The World Health Organization (2022) emphasizes the importance of enhancing clinical utility and applicability by focusing on the core symptoms of a disorder. Given the high comorbidity of PTSD with other conditions, it is essential to streamline the assessment process (Frommberger et al., 2014). The utilization of concise and specific screening tools can facilitate quicker, less re-victimizing, and more reliable diagnoses, enabling personalized interventions for traumatic situations (Stieglitz et al., 2002).
The adult scale presented in this study, with its brevity (7 items) and straightforward scoring, can support both clinical practice and research. However, it is important to remember that tests, questionnaires, or scales are diagnostic aids, and a definitive diagnosis is ultimately achieved through clinical evaluation. Also, it should be noted that the PCL-5 (both in the long and short forms) needs to be administered together with measures of the remaining DSM-5’s PTSD criteria, most notably Criterion A (i.e., exposure to a traumatic event). Otherwise, the PCL-5 would simply be a measure of general distress.
Limitations and Future Directions
The present study has certain limitations that deserve mention. First, the different short versions tested were not administered independently but were part of a single application of the 20-item long version. Second, it should be noted that the study sample was predominantly female, which may limit the generalizability of the data. Third, we did not explore the diagnostic potential of the versions studied.

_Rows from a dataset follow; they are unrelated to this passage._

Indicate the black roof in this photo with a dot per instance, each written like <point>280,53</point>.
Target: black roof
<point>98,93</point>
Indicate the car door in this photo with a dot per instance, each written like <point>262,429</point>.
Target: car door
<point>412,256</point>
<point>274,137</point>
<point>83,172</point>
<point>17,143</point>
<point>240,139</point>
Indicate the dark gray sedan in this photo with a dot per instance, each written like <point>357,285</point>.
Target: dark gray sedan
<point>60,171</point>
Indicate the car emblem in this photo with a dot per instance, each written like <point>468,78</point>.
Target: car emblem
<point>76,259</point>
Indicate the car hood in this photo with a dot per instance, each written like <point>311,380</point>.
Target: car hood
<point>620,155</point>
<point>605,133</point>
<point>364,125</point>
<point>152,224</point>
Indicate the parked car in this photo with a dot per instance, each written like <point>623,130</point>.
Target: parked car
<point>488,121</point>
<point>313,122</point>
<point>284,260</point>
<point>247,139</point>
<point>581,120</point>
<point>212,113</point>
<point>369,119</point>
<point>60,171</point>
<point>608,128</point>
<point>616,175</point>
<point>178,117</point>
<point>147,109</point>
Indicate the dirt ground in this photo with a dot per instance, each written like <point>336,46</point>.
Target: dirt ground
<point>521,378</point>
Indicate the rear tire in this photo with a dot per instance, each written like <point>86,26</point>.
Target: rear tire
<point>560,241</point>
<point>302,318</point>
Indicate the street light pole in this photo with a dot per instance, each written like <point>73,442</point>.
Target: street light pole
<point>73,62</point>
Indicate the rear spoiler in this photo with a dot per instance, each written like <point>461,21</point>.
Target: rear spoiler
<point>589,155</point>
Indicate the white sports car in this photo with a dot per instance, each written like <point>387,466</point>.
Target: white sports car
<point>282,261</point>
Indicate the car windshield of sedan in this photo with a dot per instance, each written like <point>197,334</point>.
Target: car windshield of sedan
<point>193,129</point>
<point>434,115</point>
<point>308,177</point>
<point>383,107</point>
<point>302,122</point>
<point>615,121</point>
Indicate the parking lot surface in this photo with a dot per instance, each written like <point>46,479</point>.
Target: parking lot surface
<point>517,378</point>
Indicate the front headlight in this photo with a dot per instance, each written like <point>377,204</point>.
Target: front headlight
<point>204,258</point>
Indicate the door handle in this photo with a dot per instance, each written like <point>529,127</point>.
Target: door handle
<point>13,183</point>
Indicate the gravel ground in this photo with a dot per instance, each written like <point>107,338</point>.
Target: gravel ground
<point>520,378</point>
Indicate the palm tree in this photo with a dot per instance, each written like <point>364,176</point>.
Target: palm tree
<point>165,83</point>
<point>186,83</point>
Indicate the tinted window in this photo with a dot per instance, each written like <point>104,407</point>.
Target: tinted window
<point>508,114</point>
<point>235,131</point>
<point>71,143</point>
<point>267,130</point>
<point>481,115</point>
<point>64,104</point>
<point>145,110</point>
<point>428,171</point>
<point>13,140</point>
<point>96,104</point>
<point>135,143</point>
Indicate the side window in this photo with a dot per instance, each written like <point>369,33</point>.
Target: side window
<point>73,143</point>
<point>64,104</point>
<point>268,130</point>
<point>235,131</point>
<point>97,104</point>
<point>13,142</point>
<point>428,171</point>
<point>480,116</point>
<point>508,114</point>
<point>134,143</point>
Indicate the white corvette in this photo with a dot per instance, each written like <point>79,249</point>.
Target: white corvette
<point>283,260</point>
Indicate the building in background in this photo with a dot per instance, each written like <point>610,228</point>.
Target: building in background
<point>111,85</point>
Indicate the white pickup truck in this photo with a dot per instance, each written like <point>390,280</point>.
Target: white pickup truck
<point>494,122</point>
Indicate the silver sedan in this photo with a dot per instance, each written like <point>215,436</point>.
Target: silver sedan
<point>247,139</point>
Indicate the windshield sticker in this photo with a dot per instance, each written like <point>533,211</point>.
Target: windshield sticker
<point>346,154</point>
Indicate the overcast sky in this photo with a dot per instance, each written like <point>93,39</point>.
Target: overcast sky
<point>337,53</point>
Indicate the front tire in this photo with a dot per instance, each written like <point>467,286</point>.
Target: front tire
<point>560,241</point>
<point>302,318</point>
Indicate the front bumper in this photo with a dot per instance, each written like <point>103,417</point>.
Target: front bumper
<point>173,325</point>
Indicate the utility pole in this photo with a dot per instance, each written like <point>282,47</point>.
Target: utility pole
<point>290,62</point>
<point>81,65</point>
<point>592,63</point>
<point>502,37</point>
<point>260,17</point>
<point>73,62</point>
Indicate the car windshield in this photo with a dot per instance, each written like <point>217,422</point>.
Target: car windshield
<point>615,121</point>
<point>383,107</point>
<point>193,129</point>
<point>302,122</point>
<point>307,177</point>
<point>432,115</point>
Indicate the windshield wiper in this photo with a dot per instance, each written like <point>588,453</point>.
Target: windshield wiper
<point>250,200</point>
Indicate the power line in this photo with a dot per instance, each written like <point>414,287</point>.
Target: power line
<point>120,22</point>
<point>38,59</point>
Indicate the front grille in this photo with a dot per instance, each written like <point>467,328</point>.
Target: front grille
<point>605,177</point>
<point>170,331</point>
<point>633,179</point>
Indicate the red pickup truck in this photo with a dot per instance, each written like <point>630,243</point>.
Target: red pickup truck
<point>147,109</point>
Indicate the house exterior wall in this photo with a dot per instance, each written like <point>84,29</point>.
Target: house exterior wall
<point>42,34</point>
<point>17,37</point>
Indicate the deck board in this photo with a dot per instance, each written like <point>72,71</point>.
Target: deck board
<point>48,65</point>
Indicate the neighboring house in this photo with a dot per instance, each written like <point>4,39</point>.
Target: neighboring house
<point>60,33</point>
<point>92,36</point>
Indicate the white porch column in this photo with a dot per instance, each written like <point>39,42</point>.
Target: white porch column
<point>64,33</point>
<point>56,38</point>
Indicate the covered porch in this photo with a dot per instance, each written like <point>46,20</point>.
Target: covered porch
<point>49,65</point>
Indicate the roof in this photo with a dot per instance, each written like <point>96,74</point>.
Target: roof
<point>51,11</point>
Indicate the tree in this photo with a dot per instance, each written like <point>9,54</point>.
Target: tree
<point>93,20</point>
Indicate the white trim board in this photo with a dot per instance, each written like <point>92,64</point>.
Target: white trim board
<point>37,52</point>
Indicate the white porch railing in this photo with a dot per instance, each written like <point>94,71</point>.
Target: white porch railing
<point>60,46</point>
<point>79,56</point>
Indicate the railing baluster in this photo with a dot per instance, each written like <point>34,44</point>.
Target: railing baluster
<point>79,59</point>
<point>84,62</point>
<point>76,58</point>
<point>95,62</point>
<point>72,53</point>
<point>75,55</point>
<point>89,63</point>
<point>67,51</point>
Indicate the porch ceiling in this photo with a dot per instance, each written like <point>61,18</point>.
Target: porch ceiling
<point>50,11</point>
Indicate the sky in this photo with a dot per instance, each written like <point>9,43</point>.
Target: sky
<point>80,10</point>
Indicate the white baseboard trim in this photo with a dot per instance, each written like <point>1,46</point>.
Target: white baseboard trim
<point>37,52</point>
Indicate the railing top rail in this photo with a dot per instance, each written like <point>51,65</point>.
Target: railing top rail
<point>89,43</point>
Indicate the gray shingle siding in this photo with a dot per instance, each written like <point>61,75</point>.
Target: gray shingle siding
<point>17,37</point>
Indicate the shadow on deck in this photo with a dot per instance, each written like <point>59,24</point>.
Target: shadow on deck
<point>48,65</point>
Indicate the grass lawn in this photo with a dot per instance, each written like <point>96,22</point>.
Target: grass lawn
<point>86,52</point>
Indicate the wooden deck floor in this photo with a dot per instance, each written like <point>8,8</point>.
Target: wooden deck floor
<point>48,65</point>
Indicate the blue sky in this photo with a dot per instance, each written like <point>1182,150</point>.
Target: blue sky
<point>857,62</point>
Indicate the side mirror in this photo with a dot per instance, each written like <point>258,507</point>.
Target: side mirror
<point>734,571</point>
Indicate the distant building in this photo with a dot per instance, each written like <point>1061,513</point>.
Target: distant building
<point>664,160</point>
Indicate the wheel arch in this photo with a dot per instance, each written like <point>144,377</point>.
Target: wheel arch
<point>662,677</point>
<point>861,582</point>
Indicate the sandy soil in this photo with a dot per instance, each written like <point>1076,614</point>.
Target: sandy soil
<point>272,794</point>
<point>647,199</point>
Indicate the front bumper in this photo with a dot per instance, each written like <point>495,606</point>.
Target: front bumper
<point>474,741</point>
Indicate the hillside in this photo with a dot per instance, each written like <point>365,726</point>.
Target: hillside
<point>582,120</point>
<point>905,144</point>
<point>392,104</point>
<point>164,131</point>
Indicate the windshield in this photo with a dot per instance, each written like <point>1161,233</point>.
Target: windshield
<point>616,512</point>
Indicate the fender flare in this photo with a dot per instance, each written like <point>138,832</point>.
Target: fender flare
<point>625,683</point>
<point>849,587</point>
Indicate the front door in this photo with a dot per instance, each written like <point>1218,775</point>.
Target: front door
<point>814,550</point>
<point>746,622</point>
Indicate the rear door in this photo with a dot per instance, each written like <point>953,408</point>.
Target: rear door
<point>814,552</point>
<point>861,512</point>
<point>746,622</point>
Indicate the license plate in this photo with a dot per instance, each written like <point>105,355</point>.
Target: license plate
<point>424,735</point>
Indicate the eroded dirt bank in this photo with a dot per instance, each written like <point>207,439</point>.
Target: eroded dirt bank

While short versions of diagnostic scales can be valuable and useful for research purposes, they should be used carefully, especially when a fine-grained assessment is needed (e.g., in clinical settings or for diagnostic purposes). Despite these limitations, this study has several strengths, such as the use of a sample of people seeking psychological help, as compared to other studies that used community samples (Price et al., 2016). In future research, it will be of interest to independently administer our 7-item version in populations with diverse characteristics.
Conclusions
In the present study, a new brief version of the PCL-5 is proposed, which is based on the hybrid model of PTSD (Armour et al., 2015). This brief version demonstrated a unidimensional structure, measurement invariance between sexes, and associations with other variables of similar magnitude to those of the original version. We suggest that our short version be used in those cases where the long PCL-5 is not feasible to apply. Our results indicate that this new version is a viable and reliable instrument. It incorporates the seven dimensions representative of the PTSD hybrid model, which had not been previously tested in the Mexican population. Additionally, we recommend further examination of its psychometric properties in other contexts, such as different trauma-affected populations in Mexico, with particular attention to its potential diagnostic utility.